NEW YORK, April 19 (Reuters) - Bondholders fighting Argentina for full repayment on defaulted debt made their final plea late on Friday to a U.S. appeals court asking them to affirm prior rulings ordering a $1.33 billion payment, saying Buenos Aires continues to defy U.S. law.
The 2nd U.S. Circuit Court of Appeals in New York directed these bondholders, led by NML Capital Ltd, a unit of billionaire hedge fund manager Paul Singer’s Elliott Management Corp, and Aurelius Capital Management, to submit a response by April 22 to a new Argentine payment proposal.
These investors, who refused to accept steep losses in two prior restructurings of Argentina’s historic $100 billion default 11 years ago, say the last payment proposal that comprises a swap of defaulted debt for new debt is even worse than what was offered in 2005 and 2010.
“Indeed, according to Argentina’s own math, those new securities would be worth less than 15 percent of what Argentina owes” on the defaulted debt, wrote the lawyers for the holdouts.
Argentina calls the likes of Elliott and Aurelius “vultures” for pursuing full payment.
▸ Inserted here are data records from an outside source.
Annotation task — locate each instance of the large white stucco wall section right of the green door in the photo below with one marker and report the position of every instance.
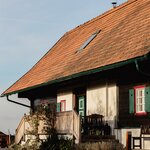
(102, 99)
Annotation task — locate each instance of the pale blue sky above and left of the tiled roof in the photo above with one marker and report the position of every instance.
(28, 29)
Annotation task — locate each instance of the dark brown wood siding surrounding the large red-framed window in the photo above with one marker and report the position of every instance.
(125, 118)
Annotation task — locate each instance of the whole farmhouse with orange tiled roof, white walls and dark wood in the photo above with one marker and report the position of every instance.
(100, 68)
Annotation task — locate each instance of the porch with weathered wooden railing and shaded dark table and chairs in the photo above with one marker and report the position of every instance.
(69, 123)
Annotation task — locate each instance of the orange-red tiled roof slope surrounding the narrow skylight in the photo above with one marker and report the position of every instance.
(125, 34)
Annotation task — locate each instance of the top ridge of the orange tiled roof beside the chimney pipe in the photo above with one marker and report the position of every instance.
(106, 13)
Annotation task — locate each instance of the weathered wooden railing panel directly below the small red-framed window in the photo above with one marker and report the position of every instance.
(68, 123)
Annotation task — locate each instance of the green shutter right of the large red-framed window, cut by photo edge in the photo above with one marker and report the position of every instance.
(147, 99)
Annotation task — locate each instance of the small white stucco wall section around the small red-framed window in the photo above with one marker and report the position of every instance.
(68, 96)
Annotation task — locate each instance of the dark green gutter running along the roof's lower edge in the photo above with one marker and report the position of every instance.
(88, 72)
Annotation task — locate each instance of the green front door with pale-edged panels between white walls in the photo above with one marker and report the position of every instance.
(81, 105)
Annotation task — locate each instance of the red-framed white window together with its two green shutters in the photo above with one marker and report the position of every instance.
(139, 100)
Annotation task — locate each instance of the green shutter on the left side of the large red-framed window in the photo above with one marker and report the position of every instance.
(131, 100)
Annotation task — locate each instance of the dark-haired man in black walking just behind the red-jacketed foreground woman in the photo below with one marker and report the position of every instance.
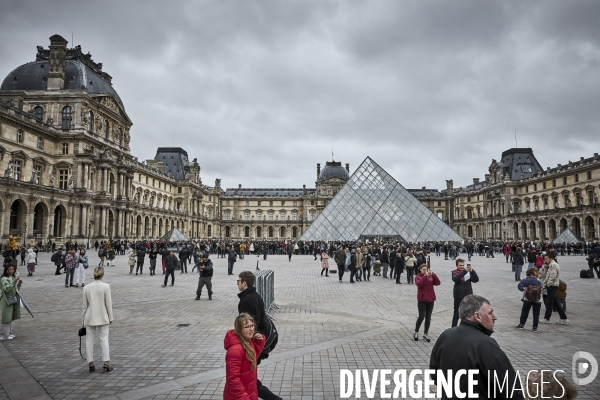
(251, 303)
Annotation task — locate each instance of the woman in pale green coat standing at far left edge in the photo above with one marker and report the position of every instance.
(10, 301)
About 93 percent of Argentina’s bonds were restructured with holders receiving 25 cents to 29 cents on the dollar.
This is “another attempt from a totally speculative position that seeks a treatment of total privilege at the cost of the 93 percent of creditors who believed in Argentina,” Argentine Finance Secretary Adrian Cosentino said in a statement in response to the holdouts’ latest brief.
The holdouts won a victory in October when the 2nd Circuit said Argentina violated the pari passu, or equal treatment, clause written in the covenants governing the defaulted bonds and ordered full payment.
The key element of this case hinges on an injunction placed on intermediary banks such as Bank of New York Mellon, which acts as trustee for the exchange bondholders who accepted Argentina’s debt swaps, from transferring payments unless holdouts were paid at the same time.
While Argentina submitted an alternative payment formula for the holdouts, the offer was essentially under the same terms it made in the two prior rejected restructurings.
Elliott and Aurelius contend that accepting the new debt brings the danger of a renewed default becoming “particularly acute if Argentina succeeds in implementing its widely reported plan to move offshore its payments on the exchange bonds.”
At stake for those who accepted Argentina’s terms in 2005 and 2010 is the potential default on $24 billion worth of debt if Buenos Aires loses its appeal, is ordered to make the payment but chooses to pay no one.
Sources familiar with the thinking of lead holdout investor Elliott say the hedge fund has offered to negotiate but Argentina has never accepted their invitations to talk.
In November, U.S. District Judge Thomas Griesa ordered Argentina to pay the $1.33 billion into an escrow account before making its next interest payment to creditors who participated in the restructurings.
However, through the legal tug-of-war and appeals filed, that order remains suspended pending the 2nd Circuit’s ruling, expected any time now that it has the holdouts’ final response to Argentina’s payment plan.
“The district court’s remedy is manifestly within its broad discretion to fashion relief in equity, is fully consonant with the governing contractual agreements, and should be affirmed,” the holdouts brief said on Friday.
The 2nd Circuit heard Argentina’s latest appeal on Feb. 27, along with arguments from exchange bondholders and Bank of New York Mellon that they were being held hostage by the holdouts.
Argentina said its plan has an estimated value for NML of $120.6 million, one-sixth of the $720 million it would receive under Griesa’s order. Argentina has estimated that NML paid just $48.7 million for its bonds in 2008.
Argentina has argued that if it is forced to pay the holdouts this would make future sovereign restructurings impossible to work out.
Moody’s Investors Service, in a study published April 10, poured cold water on that argument, stating: “Sovereign bond restructurings have generally been resolved quickly, without severe creditor coordination problems and with little litigation, except for Argentina.”
The case is NML Capital Ltd et al v. Republic of Argentina, 2nd U.S. Circuit Court of Appeals, No. 12-105.